STRUCTURING CROSS-BORDER M&A TRANSACTIONS TO NAVIGATE INDIAN REGULATORY BARRIERS: A LEGAL PERSPECTIVE

INDIAN JOURNAL OF LEGAL REVIEW

STRUCTURING CROSS-BORDER M&A TRANSACTIONS TO NAVIGATE INDIAN REGULATORY BARRIERS: A LEGAL PERSPECTIVE

STRUCTURING CROSS-BORDER M&A TRANSACTIONS TO NAVIGATE INDIAN REGULATORY BARRIERS: A LEGAL PERSPECTIVE

AUTHOR – CHIRAG YADAV* & DR. SUSANTA SHADANGI**

* STUDENT AT ICFAI UNIVERSITY, DEHRADUN

** ASSOCIATE PROFESSOR AT ICFAI UNIVERSITY, DEHRADUN

BEST CITATION – CHIRAG YADAV & DR. SUSANTA SHADANGI, STRUCTURING CROSS-BORDER M&A TRANSACTIONS TO NAVIGATE INDIAN REGULATORY BARRIERS: A LEGAL PERSPECTIVE, INDIAN JOURNAL OF LEGAL REVIEW (IJLR), 6 (6) OF 2026, PG. 348-361, APIS – 3920 – 0001 & ISSN – 2583-2344.

Abstract

Cross-border mergers and acquisitions (M&A) represent one of the most complex categories of corporate transactions, particularly when they involve India as either the acquirer or the target jurisdiction. The Indian regulatory ecosystem governing such transactions is layered and multidimensional, encompassing foreign exchange controls under the Foreign Exchange Management Act, 1999, competition law clearances under the Competition Act, 2002, securities law requirements under the SEBI Takeover Code, and a wide array of sector-specific approvals.
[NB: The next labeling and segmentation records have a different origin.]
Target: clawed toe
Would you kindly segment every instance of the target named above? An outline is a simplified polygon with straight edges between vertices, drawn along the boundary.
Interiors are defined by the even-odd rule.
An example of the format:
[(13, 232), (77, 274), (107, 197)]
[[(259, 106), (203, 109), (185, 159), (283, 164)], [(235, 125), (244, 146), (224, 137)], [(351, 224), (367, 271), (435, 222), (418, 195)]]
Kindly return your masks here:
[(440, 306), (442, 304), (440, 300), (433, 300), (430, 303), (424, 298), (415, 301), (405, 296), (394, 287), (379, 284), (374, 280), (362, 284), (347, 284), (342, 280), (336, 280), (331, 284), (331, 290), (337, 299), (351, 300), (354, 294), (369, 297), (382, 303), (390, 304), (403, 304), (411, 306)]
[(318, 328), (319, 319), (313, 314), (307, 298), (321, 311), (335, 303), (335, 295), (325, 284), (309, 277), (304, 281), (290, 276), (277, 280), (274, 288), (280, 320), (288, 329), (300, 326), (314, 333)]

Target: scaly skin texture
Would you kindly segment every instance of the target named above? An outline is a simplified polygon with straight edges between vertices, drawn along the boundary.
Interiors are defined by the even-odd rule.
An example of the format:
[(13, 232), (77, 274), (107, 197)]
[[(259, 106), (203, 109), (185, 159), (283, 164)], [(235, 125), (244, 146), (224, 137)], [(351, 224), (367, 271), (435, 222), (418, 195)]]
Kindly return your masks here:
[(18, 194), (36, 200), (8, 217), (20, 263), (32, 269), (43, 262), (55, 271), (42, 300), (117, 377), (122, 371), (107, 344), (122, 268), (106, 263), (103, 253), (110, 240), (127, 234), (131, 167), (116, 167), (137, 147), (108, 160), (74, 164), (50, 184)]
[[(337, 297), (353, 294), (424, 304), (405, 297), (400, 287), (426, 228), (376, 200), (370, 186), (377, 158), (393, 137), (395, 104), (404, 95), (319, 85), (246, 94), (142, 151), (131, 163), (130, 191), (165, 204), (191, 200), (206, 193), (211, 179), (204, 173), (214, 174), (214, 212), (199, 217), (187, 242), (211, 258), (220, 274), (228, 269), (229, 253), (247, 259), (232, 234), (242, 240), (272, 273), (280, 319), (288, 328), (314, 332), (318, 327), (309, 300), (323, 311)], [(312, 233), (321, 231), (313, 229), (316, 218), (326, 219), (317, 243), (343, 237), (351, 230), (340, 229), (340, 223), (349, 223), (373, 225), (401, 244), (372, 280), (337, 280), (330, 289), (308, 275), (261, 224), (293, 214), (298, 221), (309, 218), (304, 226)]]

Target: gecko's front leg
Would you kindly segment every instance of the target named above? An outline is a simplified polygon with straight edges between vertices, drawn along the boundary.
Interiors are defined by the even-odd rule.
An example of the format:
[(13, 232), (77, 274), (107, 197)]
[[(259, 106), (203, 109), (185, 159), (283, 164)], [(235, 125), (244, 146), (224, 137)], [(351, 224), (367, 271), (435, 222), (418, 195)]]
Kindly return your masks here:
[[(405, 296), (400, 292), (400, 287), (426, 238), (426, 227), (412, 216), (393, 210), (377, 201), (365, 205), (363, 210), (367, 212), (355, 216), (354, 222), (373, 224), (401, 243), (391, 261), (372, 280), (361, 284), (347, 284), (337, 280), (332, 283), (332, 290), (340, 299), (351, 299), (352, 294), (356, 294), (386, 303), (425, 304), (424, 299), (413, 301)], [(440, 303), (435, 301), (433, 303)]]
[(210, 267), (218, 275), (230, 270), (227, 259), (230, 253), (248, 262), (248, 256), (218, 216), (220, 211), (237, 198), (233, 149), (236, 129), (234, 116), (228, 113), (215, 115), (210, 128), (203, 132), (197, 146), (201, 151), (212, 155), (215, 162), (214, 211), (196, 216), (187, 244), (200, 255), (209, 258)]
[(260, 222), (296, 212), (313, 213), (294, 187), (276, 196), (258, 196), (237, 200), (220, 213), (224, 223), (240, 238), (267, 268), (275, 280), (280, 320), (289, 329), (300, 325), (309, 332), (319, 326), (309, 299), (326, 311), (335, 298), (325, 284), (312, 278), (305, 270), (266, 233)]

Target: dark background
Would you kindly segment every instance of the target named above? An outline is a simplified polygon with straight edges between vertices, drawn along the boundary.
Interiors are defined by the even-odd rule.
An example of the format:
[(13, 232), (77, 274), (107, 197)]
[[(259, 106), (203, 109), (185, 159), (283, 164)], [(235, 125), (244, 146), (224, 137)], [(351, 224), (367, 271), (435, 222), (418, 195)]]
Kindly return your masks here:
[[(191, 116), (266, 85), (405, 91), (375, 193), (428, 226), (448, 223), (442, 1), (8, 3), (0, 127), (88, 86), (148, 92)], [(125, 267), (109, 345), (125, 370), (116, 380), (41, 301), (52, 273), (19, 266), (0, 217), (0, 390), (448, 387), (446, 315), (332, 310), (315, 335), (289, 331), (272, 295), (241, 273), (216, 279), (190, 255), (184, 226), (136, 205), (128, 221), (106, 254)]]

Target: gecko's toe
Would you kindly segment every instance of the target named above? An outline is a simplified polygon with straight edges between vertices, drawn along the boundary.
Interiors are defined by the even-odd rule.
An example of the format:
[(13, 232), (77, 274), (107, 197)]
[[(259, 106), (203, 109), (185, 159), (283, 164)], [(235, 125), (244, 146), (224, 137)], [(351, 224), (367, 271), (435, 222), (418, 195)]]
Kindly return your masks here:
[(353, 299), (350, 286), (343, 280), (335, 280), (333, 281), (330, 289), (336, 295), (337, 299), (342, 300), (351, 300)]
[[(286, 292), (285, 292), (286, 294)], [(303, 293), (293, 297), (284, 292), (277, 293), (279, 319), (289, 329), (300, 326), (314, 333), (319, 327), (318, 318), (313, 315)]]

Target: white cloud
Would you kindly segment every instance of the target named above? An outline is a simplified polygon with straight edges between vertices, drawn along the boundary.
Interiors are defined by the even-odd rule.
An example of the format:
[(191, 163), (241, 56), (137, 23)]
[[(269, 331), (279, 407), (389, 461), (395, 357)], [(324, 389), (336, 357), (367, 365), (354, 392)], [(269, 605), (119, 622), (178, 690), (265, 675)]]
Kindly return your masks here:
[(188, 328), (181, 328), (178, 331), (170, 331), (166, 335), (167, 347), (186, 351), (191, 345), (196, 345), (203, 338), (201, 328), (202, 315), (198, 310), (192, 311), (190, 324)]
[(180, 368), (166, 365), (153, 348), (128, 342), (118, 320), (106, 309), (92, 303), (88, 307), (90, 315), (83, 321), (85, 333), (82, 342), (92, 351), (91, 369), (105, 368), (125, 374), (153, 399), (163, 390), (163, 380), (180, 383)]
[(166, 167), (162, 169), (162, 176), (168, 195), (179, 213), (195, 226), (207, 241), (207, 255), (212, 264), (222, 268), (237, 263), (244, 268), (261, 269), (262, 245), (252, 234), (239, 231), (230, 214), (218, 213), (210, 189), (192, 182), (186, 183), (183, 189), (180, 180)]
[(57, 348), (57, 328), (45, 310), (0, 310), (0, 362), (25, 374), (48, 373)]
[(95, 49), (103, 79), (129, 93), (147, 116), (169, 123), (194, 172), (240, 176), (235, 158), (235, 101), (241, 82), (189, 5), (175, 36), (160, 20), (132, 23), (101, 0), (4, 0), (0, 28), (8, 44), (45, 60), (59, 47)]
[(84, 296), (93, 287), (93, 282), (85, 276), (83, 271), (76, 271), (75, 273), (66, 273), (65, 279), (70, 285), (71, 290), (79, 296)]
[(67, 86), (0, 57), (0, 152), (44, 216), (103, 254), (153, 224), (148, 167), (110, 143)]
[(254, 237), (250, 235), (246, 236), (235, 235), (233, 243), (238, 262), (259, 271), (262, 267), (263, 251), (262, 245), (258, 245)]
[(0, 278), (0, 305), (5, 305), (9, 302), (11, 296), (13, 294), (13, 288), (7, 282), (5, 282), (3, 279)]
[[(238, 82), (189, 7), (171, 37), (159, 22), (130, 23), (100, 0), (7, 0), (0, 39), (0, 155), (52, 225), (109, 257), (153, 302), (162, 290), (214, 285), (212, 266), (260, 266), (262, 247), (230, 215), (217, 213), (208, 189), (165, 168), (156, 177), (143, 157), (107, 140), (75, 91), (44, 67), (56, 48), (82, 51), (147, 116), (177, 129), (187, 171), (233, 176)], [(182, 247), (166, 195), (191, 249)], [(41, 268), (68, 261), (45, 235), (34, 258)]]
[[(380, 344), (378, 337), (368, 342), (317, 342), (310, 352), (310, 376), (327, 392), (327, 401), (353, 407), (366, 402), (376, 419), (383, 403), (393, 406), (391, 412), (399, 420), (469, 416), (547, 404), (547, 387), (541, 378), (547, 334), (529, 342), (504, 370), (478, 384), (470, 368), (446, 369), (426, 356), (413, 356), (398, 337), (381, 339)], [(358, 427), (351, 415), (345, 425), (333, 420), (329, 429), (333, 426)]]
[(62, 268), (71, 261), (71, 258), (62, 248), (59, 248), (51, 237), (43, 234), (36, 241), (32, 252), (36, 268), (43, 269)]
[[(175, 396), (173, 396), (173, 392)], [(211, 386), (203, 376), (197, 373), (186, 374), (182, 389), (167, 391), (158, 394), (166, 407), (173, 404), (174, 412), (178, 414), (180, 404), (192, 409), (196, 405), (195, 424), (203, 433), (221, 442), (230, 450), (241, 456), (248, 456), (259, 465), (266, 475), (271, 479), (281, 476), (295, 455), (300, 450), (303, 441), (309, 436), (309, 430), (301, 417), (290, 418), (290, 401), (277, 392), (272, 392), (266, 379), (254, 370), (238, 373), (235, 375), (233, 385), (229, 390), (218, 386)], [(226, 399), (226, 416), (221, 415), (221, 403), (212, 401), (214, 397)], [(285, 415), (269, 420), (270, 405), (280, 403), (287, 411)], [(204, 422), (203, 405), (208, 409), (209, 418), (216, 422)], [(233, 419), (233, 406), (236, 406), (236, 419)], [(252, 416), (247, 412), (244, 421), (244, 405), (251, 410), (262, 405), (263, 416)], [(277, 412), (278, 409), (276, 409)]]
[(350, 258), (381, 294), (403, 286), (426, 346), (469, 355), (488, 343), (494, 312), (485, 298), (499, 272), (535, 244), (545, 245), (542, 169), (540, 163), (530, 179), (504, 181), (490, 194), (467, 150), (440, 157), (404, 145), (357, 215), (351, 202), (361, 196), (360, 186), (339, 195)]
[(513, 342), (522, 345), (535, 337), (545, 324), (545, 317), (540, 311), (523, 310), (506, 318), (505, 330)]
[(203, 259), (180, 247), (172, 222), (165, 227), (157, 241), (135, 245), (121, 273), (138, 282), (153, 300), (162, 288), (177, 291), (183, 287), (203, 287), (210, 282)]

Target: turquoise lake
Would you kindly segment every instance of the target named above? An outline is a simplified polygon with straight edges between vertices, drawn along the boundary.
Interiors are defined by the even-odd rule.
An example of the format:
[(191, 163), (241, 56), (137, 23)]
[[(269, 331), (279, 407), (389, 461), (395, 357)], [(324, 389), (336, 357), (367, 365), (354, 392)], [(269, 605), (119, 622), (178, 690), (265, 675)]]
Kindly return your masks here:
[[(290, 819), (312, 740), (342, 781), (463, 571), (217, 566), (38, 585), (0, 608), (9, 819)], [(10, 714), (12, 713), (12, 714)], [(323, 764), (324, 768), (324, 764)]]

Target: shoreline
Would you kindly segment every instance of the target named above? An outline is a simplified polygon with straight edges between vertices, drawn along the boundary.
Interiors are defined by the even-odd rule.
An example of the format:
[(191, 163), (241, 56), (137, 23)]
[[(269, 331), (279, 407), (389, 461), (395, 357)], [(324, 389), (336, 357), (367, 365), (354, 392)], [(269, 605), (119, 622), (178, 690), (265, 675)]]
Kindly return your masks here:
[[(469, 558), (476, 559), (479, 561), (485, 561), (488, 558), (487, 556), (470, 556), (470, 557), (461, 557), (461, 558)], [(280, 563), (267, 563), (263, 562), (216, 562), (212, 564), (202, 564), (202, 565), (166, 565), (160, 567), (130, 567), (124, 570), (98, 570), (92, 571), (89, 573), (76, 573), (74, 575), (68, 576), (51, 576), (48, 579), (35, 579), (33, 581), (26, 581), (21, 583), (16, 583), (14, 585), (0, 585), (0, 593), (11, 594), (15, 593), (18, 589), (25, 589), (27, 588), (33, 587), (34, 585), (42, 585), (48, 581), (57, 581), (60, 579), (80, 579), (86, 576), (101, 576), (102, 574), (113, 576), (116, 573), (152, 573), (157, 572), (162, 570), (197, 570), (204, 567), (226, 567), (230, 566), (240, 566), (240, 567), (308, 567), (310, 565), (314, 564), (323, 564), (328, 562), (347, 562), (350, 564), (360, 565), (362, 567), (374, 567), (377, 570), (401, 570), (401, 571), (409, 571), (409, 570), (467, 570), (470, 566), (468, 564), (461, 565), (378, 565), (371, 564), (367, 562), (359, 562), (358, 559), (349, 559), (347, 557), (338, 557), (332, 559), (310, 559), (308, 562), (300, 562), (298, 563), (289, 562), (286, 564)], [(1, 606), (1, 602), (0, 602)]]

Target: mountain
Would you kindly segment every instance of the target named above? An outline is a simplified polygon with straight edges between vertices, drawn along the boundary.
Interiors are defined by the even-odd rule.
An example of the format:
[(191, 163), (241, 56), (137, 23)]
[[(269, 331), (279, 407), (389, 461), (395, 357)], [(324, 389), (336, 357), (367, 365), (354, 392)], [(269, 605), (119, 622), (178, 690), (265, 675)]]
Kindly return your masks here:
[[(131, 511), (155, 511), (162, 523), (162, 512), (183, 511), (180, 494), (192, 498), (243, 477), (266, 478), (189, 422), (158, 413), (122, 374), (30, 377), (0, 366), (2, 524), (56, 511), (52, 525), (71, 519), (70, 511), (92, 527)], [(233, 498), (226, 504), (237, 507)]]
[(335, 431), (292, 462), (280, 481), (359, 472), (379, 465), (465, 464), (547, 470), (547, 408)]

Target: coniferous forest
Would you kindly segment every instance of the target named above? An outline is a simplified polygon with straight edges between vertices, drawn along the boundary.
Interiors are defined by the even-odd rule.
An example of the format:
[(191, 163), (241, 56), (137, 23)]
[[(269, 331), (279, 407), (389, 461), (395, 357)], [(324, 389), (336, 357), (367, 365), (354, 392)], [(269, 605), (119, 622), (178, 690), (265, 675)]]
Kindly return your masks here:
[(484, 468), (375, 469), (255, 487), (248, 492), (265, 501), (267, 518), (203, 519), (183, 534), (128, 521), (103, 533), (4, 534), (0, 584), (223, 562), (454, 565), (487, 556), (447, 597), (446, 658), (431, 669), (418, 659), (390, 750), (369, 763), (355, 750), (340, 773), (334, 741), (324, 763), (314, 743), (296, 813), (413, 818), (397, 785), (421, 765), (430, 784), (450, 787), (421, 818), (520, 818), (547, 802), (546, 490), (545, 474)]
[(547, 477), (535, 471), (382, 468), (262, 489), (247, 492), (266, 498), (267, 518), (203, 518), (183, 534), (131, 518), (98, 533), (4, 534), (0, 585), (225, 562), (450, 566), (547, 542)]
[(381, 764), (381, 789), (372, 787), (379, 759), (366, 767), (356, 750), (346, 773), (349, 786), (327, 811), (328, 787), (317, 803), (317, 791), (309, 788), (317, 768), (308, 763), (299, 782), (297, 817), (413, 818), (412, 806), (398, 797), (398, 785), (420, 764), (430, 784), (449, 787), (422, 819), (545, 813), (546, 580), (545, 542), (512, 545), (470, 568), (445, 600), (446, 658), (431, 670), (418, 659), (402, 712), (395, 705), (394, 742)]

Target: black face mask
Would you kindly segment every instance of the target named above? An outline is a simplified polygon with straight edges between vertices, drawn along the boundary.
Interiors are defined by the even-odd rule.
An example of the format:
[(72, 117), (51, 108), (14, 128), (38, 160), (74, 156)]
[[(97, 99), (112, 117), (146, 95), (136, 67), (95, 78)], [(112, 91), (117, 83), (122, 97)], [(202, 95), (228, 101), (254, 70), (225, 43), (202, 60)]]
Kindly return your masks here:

This paper undertakes a systematic legal analysis of the principal regulatory barriers confronted by foreign investors in cross-border M&A transactions involving India. It further proposes a set of structuring strategies  ranging from careful entity selection and phased investment approaches to creative use of joint ventures, asset acquisitions, and scheme-of-arrangement mechanisms  that can meaningfully reduce regulatory friction. The paper concludes with an assessment of emerging trends, including the competition law overhaul introduced by the Competition Amendment Act, 2023, proposed SEBI reforms to streamline scheme approvals, and the strategic opportunities opening up through India’s National Monetization Pipeline and Production Linked Incentive schemes. The analysis proceeds from the conviction that regulatory barriers, while real, are rarely insurmountable  and that a legally informed, proactively structured transaction stands a considerably better chance of achieving its commercial objectives.

Keywords: Cross-border M&A, Foreign Exchange Management Act, Competition Act, SEBI Takeover Code, FDI policy, deal structuring, joint ventures, competition clearance.